Il dialogo è qualcosa che spezza la solitudine, ma soltanto per arricchirla; per insegnarci a donare di più con umiltà, con discrezione, con gioia.
Se dialogare è come spezzare per gli altri il pane che sei diventato, non bisogna dimenticare che il dialogo ha alcune regole che sono la condizione indispensabile della sua validità.

Non basta dialogare: bisogna dialogare bene e non barare al gioco.
Si può dialogare e distruggere invece di costruire; si può dialogare di tutto e creare un vuoto, una confusione di accenti e di valore, di idee e di fini, di stile e di contenuto.

Il dialogo non è fatto di sole parole, ma è soprattutto un incontro di due personalità che si scambiano serenamente il meglio che hanno conquistato, i valori che ciascuno ha scoperto per strade diverse.
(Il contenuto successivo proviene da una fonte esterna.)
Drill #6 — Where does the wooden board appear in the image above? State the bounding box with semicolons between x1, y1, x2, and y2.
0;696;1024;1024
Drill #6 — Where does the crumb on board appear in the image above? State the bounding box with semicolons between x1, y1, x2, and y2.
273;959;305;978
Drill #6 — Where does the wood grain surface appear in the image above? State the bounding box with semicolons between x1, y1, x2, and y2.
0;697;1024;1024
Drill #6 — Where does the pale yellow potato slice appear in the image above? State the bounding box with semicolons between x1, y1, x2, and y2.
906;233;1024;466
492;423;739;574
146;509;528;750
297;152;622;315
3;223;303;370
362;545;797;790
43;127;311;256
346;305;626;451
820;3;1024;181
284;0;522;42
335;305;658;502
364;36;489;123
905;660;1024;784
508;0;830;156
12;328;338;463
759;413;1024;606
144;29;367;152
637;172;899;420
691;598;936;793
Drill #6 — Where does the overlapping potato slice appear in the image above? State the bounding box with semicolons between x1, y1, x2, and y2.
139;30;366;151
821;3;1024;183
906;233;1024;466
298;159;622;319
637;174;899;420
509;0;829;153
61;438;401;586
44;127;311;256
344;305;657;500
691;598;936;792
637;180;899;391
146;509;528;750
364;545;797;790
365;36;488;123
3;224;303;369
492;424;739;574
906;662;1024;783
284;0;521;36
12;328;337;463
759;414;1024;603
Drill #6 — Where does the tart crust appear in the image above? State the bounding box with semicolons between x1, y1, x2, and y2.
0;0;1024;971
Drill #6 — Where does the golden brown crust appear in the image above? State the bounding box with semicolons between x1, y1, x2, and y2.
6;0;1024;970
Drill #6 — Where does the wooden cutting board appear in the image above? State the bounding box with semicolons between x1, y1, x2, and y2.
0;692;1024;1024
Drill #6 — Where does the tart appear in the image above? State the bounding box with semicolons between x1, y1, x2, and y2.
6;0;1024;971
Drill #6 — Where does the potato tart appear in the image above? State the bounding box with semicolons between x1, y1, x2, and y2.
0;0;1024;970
Il dialogo è fatto di due esperienze che non si scontrano, ma serenamente si misurano per fare maggior luce insieme. Perché questo avvenga bisogna rispettare le due condizioni del dialogo spirituale: la prima è la lealtà e la seconda è il rispetto per gli altri.

LA LEALTÀ.
È difficile dire se sia o no giustificata dai fatti, ma c'è una accusa che quelli dell'altra parte rimproverano spesso agli ambienti che si qualificano religiosi: quella della insincerità.

Tutto bello - dicono - tante belle parole e tanto rispetto della forma; tanta carità anche squisita di gesti e di parole, ma c'è qualcosa che non ci convince. Dietro quella dolcezza ovattata dalle convinzioni - essi dicono - c'è un che d'insincero, quasi una abitudine a recitare una parte che non corrisponde ai fatti: quasi una slealtà che pare diventata inconscio sistema di comportamento; uno stile che finisce per stonare maledettamente con la realtà che ricopre.
L'altra parte continua ancora a dire: nel dialogo con le persone praticanti c'è troppo miele, un qualcosa che messo alla prova dei fatti si rivela falso; una dolcezza che potrebbe anche non esserci perché non serve e una sincerità che spesso non c'è mentre non dovrebbe mai mancare in uno scambio di esperienze che non vogliono eliminarsi, ma solo completarsi a vicenda.
Questa è l'accusa piuttosto grave che ci fanno quelli dell'altra sponda.
Di certo c'è molto di esagerato, ma qualcosa di vero lo contiene.
Se sia vera o falsa, tocca a ciascuno di noi smentire, tocca a te rispondere.
Certamente il pericolo di giocare a carte truccate o talvolta di barare al gioco esiste.
Allora sarebbe meglio non dialogare.